The policewoman smiled.
“Did he have a sense of humour then, your Ernest?”
“Oh, I wouldn’t say that. Ernest only had the two jokes, and I’ve forgotten the other one.”
“Would you like another cup of tea?” the policewoman asked.
“No thank you. I think I’d like you to go now,” Annie said.
“But we can’t leave you here on your own. Not at a time like this. Is there a neighbour who might sit with you? Just until your son gets here.”
Annie thought of her neighbours. Of odd, secretive Mr Adams, a tiny man of indeterminate age who lived alone and who hoarded things. Annie had only once been inside his house and had been left with an impression of disturbing smells and what appeared to be wall-to-wall jumble and bric-a-brac. The piles were neat and appeared to be in some kind of order, but the impression was not welcoming. On the other side lived a young couple, with a frog-faced toddler who screamed a lot. Annie certainly didn’t want to involve them, and she quite definitely didn’t need the toddler.
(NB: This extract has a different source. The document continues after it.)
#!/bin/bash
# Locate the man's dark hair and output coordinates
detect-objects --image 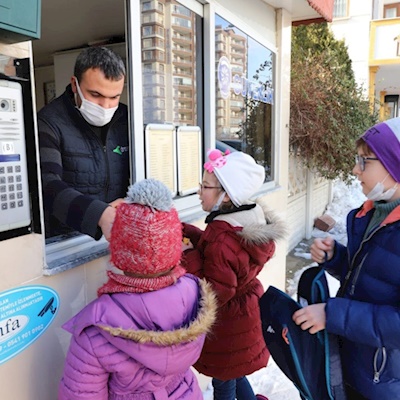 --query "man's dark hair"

“I don’t really have much to do with the neighbours.” She stood up. “I want to be by myself now. I don’t need anyone else.”
After the policewoman had gone, Annie locked and bolted the door. Then, because it was getting dark, she drew the curtains and turned on the gas fire. Ernest would be home any time now, and wanting his tea. Ernest was very particular about his tea. He always had it at six o’clock on the dot, the same time as he used to have his meal when he got home from work. Ernest liked routine and order, and because it was easier to do what Ernest wanted, Annie had always gone along with it. Yes. She must get Ernest’s tea ready. A nice piece of fish (it was Friday) and some mashed potatoes and cabbage. Annie thought it was odd to have cabbage with fish, but Ernest had read a book about green vegetables being particularly good for you, and recently he had insisted on having them with everything.
But Ernest is dead, she realised again. Ernest is dead. He isn’t coming home for his tea. The green-vegetable book came too late to save him. He won’t be coming home at all; not ever. His heavy tread on the gravel (a slight limp because of his bad hip), his key in the door, his voice calling her name as he hung up his coat and cap. None of these things would ever happen again. The coat and the cap were — where? At the hospital, presumably. And Ernest himself; where exactly was he? Lying somewhere, cold, waiting for the post-mortem. Annie shivered. At least she wouldn’t have to go and identify him. Billy would see to that. She couldn’t understand why anyone had to go and identify Ernest, when he’d been carrying his pension book.